Sustaining scholarship at a PUI has had its challenges, but Soto has found key support through inter-institutional professional networks. “I was lucky to be chosen as member of the National Science Foundation ADVANCE ASAP network. The five-year grant helped me to contextualize my professional performance through peer mentoring by women faculty in STEM at PUIs. Being a member of AAPT (American Association of Physics Teachers) opened doors to enrich my educational practice.
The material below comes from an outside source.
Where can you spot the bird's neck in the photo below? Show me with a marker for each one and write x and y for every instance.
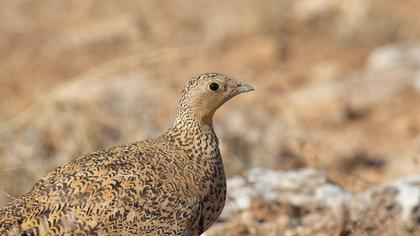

Recently, I joined the MERCURY consortium (http://mercuryconsortium.org/), a community of faculty at PUIs that pursue excellence in molecular computational research,” she shares, in hopes that these resources will benefit other faculty at PUIs.

At the time of writing, Soto and her family are participating in social distancing in response to the global COVID-19 pandemic. “On the positive side, we have gotten to re-connect with each other, and with friends — thanks internet and social media! We have had a chance to eat a warm lunch every day and to walk our dog. I have been following more closely the schoolwork of my three kids. We have also had a chance to ponder our attitude as responsible citizens and as a part of something larger than us, and to recognize the privileges that we have,” she shares. “Paraphrasing an email I wrote to my students, we see this time as an opportunity to grow and enrich our lives, to pull together through this, and to get creative while we navigate the unexpected.”